JWST: from First Light to First Science
Dr. Marshall Perrin
Associate Astronomer, Space Telescope Science Institute
After decades of development by a globe-spanning team, JWST is now providing an unprecedented view of the cosmos. I will describe our experience thus far operating this new great observatory: from mission development, to prelaunch preparations, to launch and commissioning, and now into the first of many years of science operations. I will provide a first-hand look at the processes and teamwork we used to deploy the observatory and align its optics, and discuss some of the surprises (both challenges and good news) encountered along the way. From early in telescope commissioning, this observatory’s power and sensitivity were already apparent with spectacular images and spectra. Now during science operations, we continue to learn more about observatory hardware performance and calibrations; this is still early days in our adventure with JWST.
I’ll close with a look at (a small fraction of) some of the early science results with JWST, particularly some of our early observations of nearby exoplanetary systems.
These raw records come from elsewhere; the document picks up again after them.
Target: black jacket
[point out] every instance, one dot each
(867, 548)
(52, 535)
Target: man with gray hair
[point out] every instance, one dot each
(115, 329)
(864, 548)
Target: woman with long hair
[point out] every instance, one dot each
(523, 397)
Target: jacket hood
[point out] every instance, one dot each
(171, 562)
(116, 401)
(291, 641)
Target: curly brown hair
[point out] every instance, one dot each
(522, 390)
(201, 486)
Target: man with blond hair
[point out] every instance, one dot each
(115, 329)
The Galactic Museum of Natural History
Dr. Joel Zinn
Postdoctoral Fellow, American Museum of Natural History
Decades after the first evidence of a bimodality in the distribution of stellar alpha element abundances, the field of Galactic archaeology has still not reached a consensus model to explain it. This so-called alpha bimodality is closely linked with the formation and evolution of the Galactic disc, and so any model of the evolution of the Galaxy needs to explain not only the resulting chemical distribution of the two alpha populations, but also their ages. In this talk, I will discuss how asteroseismic ages, when combined with kinematic and spectroscopic information, are informing our understanding of the alpha bimodality and the evolution of the Galactic disc. I will also touch on how asteroseismology is helping to reveal the history of the Galaxy’s stellar halo. In order to reconstruct a more complete timeline for the disc and stellar halo, however, I will show why it is necessary to recalibrate our asteroseismic tools and will present promising techniques for assessing ages for the most metal-poor and distant populations with asteroseismology.
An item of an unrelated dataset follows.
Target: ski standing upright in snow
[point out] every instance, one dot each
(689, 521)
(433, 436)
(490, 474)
Magnetic Stellar Evolution and Planetary Habitability
Dr. Travis Metcalfe
Senior Research Scientist, White Dwarf Research Corporation
Over the past several years, evidence has emerged that something unexpected occurs in the evolution of rotation and magnetism near the middle of a star’s main-sequence lifetime. For solar-type stars the transition begins near the age of the Sun, when rotation becomes too slow to imprint Coriolis forces on the global convective patterns, reducing the shear induced by differential rotation, and disrupting the production of large-scale magnetic fields by the global dynamo. Combining asteroseismology from NASA’s Kepler and TESS missions with spectropolarimetry from the Large Binocular Telescope and other facilities, the Sun appears to have entered this phase a few hundred million years ago, just as life was emerging from the well-shielded oceans onto land. Younger stars bombard their planets with radiation and charged particles that are hostile to the development of complex life, but older stars appear to quiet down substantially and provide a more stable environment. I will summarize the evidence for this unexpected transition, outline our current understanding of its likely origin, and speculate on the implications for planetary habitability beyond stellar middle-age.